Confrontado el general en su cuartel de mando sobre la especie, éste le habría “echado agua al vino”, indicándole que se trataba de mera chismografía entre los propios españoles por rivalizar. Sin embargo, en evidente muestra de profunda desconfianza, manifiesta a “la hora de los hornos”, Rodríguez rechazó la participación de Bayo y su hijo también piloto en la operación aérea, remitiéndolos a ambos a una futurista expedición marítima que saldría de Cuba, en una maniobra de diversión que Bayo no se tragó.
Conforme testimonios de primera mano ofrecidos al autor de esta columna hace varias décadas por un funcionario clave de la embajada dominicana en México, servida entonces por el doctor Joaquín Balaguer, como resultado de estos episodios, el equipo de personeros asociados al coronel Bayo habría hecho contacto con el embajador y concertado la venta de los planes expedicionarios con sus detalles, ofreciendo además los servicios especializados para estructurar un plan de contingencia a desarrollarse en República Dominicana a la llegada de las fuerzas antitrujillistas.
Informado el entonces todopoderoso y efectivo Anselmo Paulino Álvarez de la oferta, por vía del embajador Balaguer, se habría trasladado personalmente a Ciudad México para entrevistarse con el informante, con quien habría concertado trato. Regresando Paulino a Ciudad Trujillo, en compañía del informante, con el propósito de reportarle a Trujillo y poner en ejecución dicho plan de contingencia, el cual le habría sido presentado personalmente al dictador.

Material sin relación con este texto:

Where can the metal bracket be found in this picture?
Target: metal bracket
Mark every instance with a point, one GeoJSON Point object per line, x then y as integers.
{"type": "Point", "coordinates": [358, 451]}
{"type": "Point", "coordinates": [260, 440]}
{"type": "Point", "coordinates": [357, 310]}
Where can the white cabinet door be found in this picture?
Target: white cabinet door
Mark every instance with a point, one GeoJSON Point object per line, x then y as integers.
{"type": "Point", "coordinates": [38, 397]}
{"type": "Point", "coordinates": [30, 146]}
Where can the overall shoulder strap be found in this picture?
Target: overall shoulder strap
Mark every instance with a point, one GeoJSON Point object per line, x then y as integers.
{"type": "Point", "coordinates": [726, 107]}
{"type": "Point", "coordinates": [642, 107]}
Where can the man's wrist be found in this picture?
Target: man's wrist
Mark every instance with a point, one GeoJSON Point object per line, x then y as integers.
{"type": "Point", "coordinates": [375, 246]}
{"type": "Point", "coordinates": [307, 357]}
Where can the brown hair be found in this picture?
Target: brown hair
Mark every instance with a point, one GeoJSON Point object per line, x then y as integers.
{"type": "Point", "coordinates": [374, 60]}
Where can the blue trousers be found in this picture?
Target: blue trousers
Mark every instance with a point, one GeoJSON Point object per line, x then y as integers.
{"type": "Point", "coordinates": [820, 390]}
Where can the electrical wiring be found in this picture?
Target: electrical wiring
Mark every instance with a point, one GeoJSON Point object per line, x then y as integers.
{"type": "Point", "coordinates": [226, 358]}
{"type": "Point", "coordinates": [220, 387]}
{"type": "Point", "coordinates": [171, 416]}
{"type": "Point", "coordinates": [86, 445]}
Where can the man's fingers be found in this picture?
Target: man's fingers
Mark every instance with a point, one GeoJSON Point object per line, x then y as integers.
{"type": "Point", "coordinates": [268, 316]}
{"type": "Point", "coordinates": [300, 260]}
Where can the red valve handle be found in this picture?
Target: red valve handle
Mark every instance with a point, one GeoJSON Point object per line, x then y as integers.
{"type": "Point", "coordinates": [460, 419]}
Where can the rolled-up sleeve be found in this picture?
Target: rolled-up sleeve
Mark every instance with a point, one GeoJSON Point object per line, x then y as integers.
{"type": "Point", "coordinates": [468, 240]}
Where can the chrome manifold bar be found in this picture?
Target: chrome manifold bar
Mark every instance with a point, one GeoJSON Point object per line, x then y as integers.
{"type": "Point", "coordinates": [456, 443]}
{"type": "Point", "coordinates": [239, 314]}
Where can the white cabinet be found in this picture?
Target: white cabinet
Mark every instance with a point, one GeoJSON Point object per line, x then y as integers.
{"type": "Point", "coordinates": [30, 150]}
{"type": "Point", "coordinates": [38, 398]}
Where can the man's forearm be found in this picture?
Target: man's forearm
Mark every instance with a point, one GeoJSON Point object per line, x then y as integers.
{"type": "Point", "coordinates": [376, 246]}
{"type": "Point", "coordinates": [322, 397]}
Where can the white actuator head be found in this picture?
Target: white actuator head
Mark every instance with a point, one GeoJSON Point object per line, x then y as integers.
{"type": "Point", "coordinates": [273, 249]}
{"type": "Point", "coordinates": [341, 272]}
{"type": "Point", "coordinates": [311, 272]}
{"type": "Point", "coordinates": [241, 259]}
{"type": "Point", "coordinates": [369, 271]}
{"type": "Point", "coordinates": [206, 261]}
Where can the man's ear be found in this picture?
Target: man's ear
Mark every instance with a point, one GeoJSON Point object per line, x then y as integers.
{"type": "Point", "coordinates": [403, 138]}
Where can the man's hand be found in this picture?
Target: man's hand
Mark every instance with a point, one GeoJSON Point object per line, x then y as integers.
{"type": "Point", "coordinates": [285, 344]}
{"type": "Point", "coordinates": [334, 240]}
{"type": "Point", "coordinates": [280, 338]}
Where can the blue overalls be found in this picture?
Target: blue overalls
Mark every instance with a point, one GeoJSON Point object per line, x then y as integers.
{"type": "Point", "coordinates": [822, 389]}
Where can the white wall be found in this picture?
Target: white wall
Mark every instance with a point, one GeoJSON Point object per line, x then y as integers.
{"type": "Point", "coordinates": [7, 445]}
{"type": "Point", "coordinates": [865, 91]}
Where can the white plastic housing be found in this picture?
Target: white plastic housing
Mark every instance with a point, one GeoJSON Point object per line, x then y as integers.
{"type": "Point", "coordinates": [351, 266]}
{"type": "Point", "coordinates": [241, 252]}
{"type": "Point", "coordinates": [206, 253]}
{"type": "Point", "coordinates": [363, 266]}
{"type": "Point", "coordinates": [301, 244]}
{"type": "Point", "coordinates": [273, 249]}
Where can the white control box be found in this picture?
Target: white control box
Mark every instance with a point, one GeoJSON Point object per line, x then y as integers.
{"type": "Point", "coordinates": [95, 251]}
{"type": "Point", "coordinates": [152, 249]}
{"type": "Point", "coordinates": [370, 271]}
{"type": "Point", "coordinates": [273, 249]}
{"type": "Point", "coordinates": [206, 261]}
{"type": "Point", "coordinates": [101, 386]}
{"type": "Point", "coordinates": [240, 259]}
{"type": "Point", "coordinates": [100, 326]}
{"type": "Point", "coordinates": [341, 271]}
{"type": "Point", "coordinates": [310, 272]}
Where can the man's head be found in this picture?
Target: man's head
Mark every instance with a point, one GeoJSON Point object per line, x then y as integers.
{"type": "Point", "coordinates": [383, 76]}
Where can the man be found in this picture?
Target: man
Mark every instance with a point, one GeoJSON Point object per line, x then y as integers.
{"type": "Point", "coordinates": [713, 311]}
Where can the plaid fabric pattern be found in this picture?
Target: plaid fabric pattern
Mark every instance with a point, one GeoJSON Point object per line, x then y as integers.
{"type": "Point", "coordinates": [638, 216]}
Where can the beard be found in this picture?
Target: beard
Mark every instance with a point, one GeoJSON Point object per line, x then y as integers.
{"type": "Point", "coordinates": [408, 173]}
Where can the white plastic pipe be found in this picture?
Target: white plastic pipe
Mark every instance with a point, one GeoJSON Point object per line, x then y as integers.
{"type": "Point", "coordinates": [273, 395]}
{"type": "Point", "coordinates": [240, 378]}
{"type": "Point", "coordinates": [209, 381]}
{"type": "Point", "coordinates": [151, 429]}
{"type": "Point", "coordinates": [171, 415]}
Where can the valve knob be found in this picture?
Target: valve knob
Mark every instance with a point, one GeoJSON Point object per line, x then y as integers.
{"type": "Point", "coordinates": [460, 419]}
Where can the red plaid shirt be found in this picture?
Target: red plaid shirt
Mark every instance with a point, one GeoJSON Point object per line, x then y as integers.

De este modo sería conocido el objetivo de los expedicionarios de desembarcar simultáneamente en una operación tipo comando aéreo por tres puntos de la geografía nacional: por el Sur (San Juan de la Maguana), de donde el general Ramírez Alcántara era oriundo y tenía ramificaciones familiares extensas; por el Cibao (La Vega), con Juancito Rodríguez, natural de esas tierras con haciendas e influencia regional; por la Costa Norte (Luperón, provincia de Puerto Plata), con Horacio Julio Ornes, nacido y formado en la ciudad cabecera, con conexiones locales.

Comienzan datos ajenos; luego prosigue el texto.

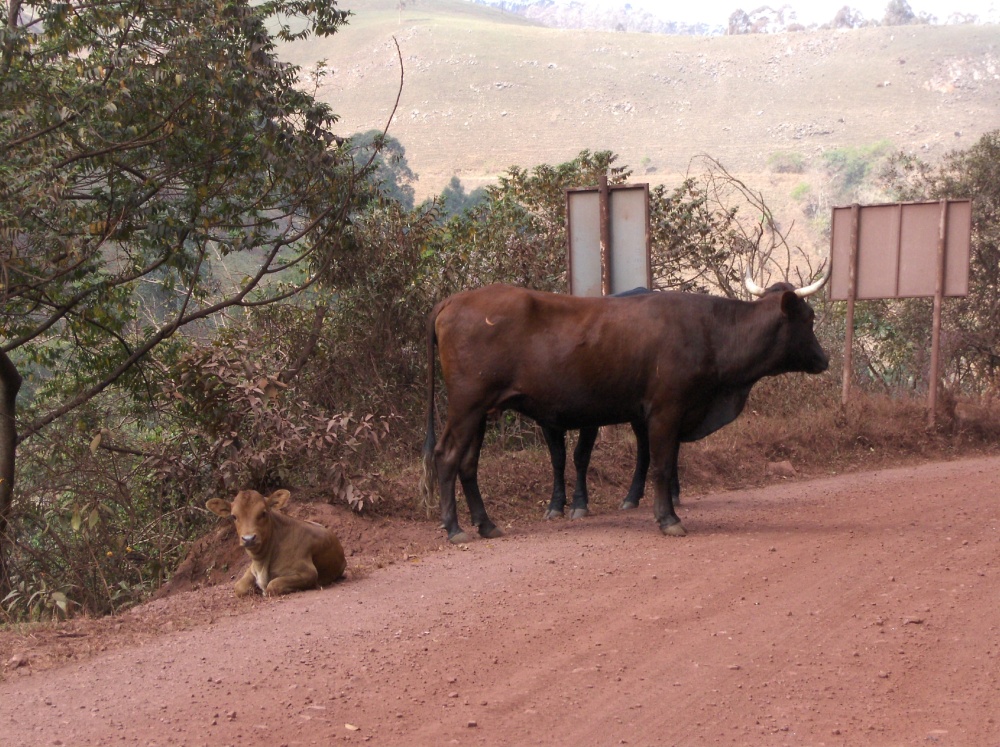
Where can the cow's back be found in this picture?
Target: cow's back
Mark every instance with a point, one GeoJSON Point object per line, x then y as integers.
{"type": "Point", "coordinates": [562, 360]}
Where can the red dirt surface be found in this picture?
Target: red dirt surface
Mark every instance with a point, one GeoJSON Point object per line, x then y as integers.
{"type": "Point", "coordinates": [845, 610]}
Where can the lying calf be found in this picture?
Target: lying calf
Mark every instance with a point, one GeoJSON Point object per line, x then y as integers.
{"type": "Point", "coordinates": [286, 554]}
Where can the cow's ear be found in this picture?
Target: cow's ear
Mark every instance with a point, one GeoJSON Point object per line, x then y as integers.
{"type": "Point", "coordinates": [278, 499]}
{"type": "Point", "coordinates": [219, 506]}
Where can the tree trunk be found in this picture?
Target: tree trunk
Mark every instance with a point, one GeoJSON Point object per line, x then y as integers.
{"type": "Point", "coordinates": [10, 384]}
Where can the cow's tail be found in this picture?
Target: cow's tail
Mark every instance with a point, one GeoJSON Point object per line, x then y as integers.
{"type": "Point", "coordinates": [428, 477]}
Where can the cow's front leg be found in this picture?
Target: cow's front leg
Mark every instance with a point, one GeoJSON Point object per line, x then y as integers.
{"type": "Point", "coordinates": [469, 475]}
{"type": "Point", "coordinates": [581, 462]}
{"type": "Point", "coordinates": [664, 450]}
{"type": "Point", "coordinates": [555, 439]}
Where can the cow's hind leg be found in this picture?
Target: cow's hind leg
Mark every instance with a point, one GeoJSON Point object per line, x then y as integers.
{"type": "Point", "coordinates": [581, 461]}
{"type": "Point", "coordinates": [469, 475]}
{"type": "Point", "coordinates": [451, 451]}
{"type": "Point", "coordinates": [664, 450]}
{"type": "Point", "coordinates": [555, 439]}
{"type": "Point", "coordinates": [638, 486]}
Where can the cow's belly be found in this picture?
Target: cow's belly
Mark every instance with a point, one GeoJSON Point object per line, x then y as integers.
{"type": "Point", "coordinates": [575, 413]}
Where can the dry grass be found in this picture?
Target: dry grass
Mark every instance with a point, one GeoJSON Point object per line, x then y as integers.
{"type": "Point", "coordinates": [485, 90]}
{"type": "Point", "coordinates": [793, 418]}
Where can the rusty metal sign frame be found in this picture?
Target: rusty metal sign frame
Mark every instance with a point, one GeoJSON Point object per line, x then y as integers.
{"type": "Point", "coordinates": [894, 251]}
{"type": "Point", "coordinates": [608, 236]}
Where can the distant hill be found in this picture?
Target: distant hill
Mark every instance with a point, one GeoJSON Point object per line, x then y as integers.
{"type": "Point", "coordinates": [484, 90]}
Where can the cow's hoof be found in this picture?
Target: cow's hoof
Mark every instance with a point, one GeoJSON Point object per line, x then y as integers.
{"type": "Point", "coordinates": [674, 530]}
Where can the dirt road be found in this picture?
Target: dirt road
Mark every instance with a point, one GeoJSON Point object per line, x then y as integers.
{"type": "Point", "coordinates": [857, 609]}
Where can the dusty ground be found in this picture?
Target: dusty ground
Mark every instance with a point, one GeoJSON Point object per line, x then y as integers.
{"type": "Point", "coordinates": [844, 610]}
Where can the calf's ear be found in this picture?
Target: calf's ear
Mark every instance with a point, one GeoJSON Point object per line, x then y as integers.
{"type": "Point", "coordinates": [278, 499]}
{"type": "Point", "coordinates": [219, 506]}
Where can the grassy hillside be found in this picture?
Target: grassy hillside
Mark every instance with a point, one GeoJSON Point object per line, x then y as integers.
{"type": "Point", "coordinates": [484, 90]}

El plan contemplaba armar a grupos del Frente Interno que servirían de contraparte local a los expedicionarios, ubicados cada uno de los grupos en los puntos de desembarque seleccionados, amén de operaciones de distracción que se realizarían en la capital a cargo de conjurados en la trama insurgente. Los estrategas de Trujillo, con la asesoría de los mercenarios republicanos a su servicio, habrían esbozado y ejecutado con éxito el plan de contingencia, como sucediera en el caso del grupo expedicionario que arribó por Luperón, cuyos soportes locales fueron desmantelados en la víspera en operativo realizado en Puerto Plata. Dada la labor de inteligencia y penetración de la seccional local del Frente, lograda por el excapitán EN Antonio Jorge Estévez, quien había ganado la confianza de sus líderes.
Mientras esto sucedía, incidencias, como la tormenta que afectó a la nave comandada por Juancito Rodríguez, provocaron su aterrizaje forzoso y otras, quizá motorizadas por gestiones del astuto Balaguer, resultaron en el apresamiento del avión a cargo de Ramírez Alcántara en Cozumel, que debió repostar combustible gestionado por Bonilla Atiles. Quedando así el grueso de los expedicionarios varado en México. ¿Mala suerte? De todo un poco.